Hampton Union, Friday, July 31, 2009

[The following article is courtesy of the Hampton Union and Seacoast Online.]

This is an artist's rendering of what the new Old Stage Road Bridge will look like after work on it is completed.
[Courtesy Image]

HAMPTON/HAMPTON FALLS -- One piece of Hampton Falls history is playing a part in rehabilitating another.

The Savage family of Wakeda Campground is donating and cutting the wood at their old sawmill that will be used to transform the Old Stage Road Bridge, which connects Hampton and Hampton Falls, into a pedestrian way.

In 1997, Hampton Falls and Hampton were forced to close and blockade the bridge, which connects the two towns, after the state Department of Transportation (DOT) deemed it unsafe. Articles passed at town meetings in both communities, in 2009, authorized the towns to enter into an inter-municipal agreement so that the Old Stage Road Bridge Committee, which is comprised of volunteers from both communities, could move forward with efforts to rehabilitate the bridge.

Committee members are relying on volunteer and local donations to make their vision for the bridge come to life.

Volunteer architect Jack Fermery of Hampton Falls said plans for the 60-foot long by 12-foot wide bridge include a "wooden cover with wood posts over the bridge," complete with a metal roof. Fermery said he works closely with Dick Robinson, Hampton Falls resident and road agent, who is working as a volunteer to head construction on the bridge.

Wayne Barker, another volunteer who lives in town and owns an auto body shop in North Hampton, said efforts are underway to "reclaim the hot-top that's (on the bridge) now." According to Fermery, plans currently call for the paving of the bridge so that it will be "very nice and smooth."

"It's really becoming, very much literally and figuratively, a homegrown project," said Judy Wilson of the Old Stage Road Bridge Committee. "We're doing it ourselves."

Wilson noted the high price the committee would have had to pay if it had relied on outside contractors. She said the generosity of volunteers and "the Savage family have really made this (project) possible."

Charlie Savage, 88, built the sawmill, located at Wakeda Campground, in 1952. According to the family, Charlie used to travel over the bridge to fetch milk from his friend Gary Hurd, at the Hurd Dairy Farm in Hampton. "Three days a week, on Saturday mornings, after work on Tuesdays and Thursdays, he would bring big silver cans of milk home...The cream (was always) floating on top when you opened it.

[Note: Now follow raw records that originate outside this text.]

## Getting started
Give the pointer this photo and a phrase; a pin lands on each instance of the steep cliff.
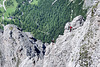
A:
(19, 49)
(78, 47)
(81, 46)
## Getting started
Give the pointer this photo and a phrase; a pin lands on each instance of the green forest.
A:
(44, 20)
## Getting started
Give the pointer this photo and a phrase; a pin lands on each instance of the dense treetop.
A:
(44, 20)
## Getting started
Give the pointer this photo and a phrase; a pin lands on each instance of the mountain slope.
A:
(79, 48)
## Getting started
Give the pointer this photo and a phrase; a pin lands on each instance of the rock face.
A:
(81, 46)
(19, 49)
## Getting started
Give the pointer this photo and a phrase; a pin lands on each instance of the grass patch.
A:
(34, 2)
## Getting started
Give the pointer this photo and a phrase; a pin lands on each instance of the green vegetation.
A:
(10, 6)
(44, 20)
(11, 28)
(35, 2)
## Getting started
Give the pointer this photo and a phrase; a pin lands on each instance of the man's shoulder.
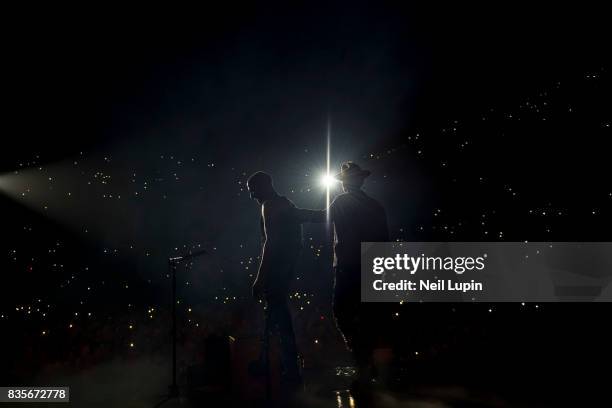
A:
(340, 198)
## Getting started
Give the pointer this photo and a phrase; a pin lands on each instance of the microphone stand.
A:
(173, 389)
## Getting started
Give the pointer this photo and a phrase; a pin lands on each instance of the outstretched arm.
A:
(315, 216)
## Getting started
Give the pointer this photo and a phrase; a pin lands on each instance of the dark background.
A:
(478, 123)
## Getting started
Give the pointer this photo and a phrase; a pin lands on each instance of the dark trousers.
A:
(353, 318)
(278, 321)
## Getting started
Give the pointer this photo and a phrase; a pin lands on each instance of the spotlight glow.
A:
(328, 181)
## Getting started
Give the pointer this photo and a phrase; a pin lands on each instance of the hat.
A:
(350, 170)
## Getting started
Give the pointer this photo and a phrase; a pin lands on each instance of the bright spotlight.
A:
(328, 181)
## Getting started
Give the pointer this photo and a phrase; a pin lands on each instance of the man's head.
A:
(260, 186)
(351, 176)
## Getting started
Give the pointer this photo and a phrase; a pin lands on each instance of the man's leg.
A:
(279, 319)
(352, 322)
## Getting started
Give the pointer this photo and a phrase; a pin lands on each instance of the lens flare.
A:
(328, 181)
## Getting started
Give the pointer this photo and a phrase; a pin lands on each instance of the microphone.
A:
(187, 256)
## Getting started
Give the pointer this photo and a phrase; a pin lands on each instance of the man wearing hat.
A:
(357, 218)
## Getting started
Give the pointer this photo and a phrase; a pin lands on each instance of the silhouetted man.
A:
(357, 218)
(281, 233)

It was right from the cows," said one of Charlie's children, Jan Hambleton.

In addition to dairy needs, the bridge was also a necessary route to visit a relative, Charlie's sister Barbara Top-pan of the historic Toppan family, whose genealogy is a mainstay in Hampton history books.

Terry Savage, Charlie's son, now operates the family's mill at Wakeda Campground. Terry and his crew have already prepared some of the pine purlins that will be used to hold up the roof of the Old Stage Road's covered bridge.

Hambleton said the Savages thought it would "be a nice continuity" to use "Hampton Falls labor and lumber" on the bridge.

For now, the Old Stage Road Bridge Committee, which is not relying on taxpayer dollars, is dedicated to raising funds through the generosity of Hampton Falls and Hampton residents for those expenses that cannot be covered by volunteer skill.

Although there is a long way to go, Wilson said the journey so far has been made possible by the "generosity of people donating service. We haven't had to compromise on quality at all," she added.

"It's so heartwarming to tap into the talent that is here -- the local talent," she said.